Plus, watching the story from a distance makes it easier to cheer for the main character and to keep hoping for the next meaningful scene still to come. And like any meaningful film, my life with MS needs a great soundtrack.

Certain scenes immediately came to mind as I thought about the moments that have shaped my MS journey, not because music changes the reality of those experiences, but because it helps me process them and remember how far the story has come.

Let’s put together the stories, music, and soundtracks of our lives with MS.

I have always felt the movie Purple Rain, featuring Prince, has a perfect soundtrack of nine songs, so I used this as my foundation for defining nine key (dare I say universal) moments nearly everybody encounters when living with MS — moments that would be shared in a movie about this disease.

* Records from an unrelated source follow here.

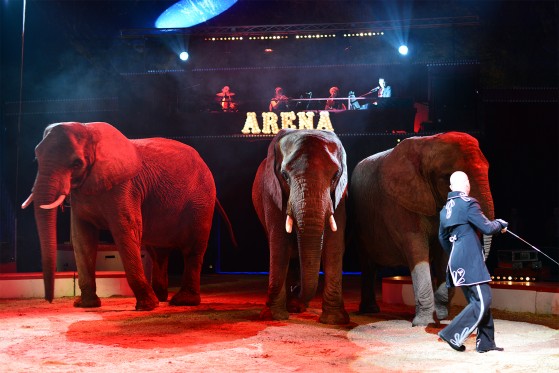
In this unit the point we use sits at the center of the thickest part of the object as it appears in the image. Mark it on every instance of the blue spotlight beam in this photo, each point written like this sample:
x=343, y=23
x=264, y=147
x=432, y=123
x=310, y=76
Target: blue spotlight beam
x=187, y=13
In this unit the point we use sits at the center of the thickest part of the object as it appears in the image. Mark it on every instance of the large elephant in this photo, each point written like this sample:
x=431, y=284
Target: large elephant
x=396, y=196
x=299, y=194
x=154, y=192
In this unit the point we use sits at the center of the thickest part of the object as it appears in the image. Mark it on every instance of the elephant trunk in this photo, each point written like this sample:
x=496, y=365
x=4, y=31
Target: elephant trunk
x=311, y=214
x=310, y=254
x=46, y=198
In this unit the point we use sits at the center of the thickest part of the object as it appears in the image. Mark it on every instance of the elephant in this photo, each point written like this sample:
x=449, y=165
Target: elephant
x=299, y=194
x=395, y=199
x=154, y=192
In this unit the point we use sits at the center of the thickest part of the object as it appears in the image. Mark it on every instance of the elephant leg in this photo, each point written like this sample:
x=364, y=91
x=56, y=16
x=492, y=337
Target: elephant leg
x=293, y=288
x=423, y=291
x=130, y=252
x=333, y=310
x=442, y=300
x=159, y=275
x=368, y=302
x=85, y=239
x=275, y=308
x=189, y=293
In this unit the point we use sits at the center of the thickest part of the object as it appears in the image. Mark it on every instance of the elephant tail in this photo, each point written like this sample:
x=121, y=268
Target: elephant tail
x=227, y=222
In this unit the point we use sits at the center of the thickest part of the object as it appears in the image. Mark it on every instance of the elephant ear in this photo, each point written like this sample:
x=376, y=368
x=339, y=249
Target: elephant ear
x=402, y=177
x=272, y=171
x=115, y=159
x=341, y=187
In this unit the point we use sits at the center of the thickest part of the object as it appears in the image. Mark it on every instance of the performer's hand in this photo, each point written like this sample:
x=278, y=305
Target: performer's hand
x=504, y=225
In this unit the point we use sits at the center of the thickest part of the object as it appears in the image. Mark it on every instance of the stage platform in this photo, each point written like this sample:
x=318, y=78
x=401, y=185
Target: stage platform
x=533, y=297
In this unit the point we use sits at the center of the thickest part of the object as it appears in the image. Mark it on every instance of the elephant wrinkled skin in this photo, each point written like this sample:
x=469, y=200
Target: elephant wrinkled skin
x=299, y=194
x=156, y=192
x=396, y=196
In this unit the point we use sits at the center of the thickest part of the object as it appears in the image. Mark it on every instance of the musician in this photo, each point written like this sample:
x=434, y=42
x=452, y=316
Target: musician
x=382, y=90
x=334, y=104
x=279, y=102
x=225, y=99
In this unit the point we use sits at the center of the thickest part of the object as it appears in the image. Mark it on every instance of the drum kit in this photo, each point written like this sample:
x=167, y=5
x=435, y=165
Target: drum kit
x=226, y=101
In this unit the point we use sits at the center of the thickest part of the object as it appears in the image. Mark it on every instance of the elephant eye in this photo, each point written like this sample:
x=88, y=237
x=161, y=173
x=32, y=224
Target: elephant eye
x=77, y=163
x=336, y=176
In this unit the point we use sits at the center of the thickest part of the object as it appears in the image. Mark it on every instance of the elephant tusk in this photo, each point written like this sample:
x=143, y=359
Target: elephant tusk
x=333, y=225
x=55, y=204
x=289, y=224
x=27, y=202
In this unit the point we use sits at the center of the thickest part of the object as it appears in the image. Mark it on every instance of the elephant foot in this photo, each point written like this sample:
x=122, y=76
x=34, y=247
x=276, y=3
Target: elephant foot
x=441, y=311
x=147, y=304
x=423, y=319
x=161, y=295
x=294, y=305
x=334, y=317
x=273, y=314
x=87, y=302
x=185, y=299
x=369, y=308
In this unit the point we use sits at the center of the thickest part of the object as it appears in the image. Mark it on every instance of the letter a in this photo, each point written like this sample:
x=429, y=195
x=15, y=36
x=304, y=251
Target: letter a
x=251, y=125
x=305, y=120
x=270, y=123
x=287, y=120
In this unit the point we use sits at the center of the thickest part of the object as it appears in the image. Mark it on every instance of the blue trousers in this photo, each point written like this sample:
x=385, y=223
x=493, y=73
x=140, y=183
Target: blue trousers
x=476, y=314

These are the moments, and I have included the tracks that would accompany them in my MS movie soundtrack. I didn’t want to be too specific in describing these moments so you could interpret them through your own experiences.

And as you develop this, don’t limit yourself to nine songs. You could make this an entire setlist of songs that help you define, remember, and move forward with this disease.

My MS movie soundtrack: 
1. Life before MS – Sultans of Swing by Dire Straits
2. When unknown early symptoms set in – Zombie by The Cranberries
3. Initial doctor visits and testing – Dazed and Confused by Led Zeppelin
4. Diagnosis dayPlowed by Sponge
5. Treatment and coming to terms with MS – Give Me Novacaine by Green Day
6. Celebrating wins/grieving lossesHeard the World by O.A.R.
7. Moving forward – Imitation of Life by R.E.M.
8. Embracing joy – Odds Are by Barenaked Ladies
9.Closing credits and looking ahead — Tomorrow Never Knows by Bruce Springsteen

Maybe our lives with MS don’t follow the script we expected. Maybe the scenes unfold differently than we imagined. But the story is still being written. Like any meaningful film, our soundtracks continue to evolve.

So if you ever find yourself wondering how to make sense of your journey with MS, try scoring it like a movie. You might discover that the main character is stronger than you realized and the music is still playing.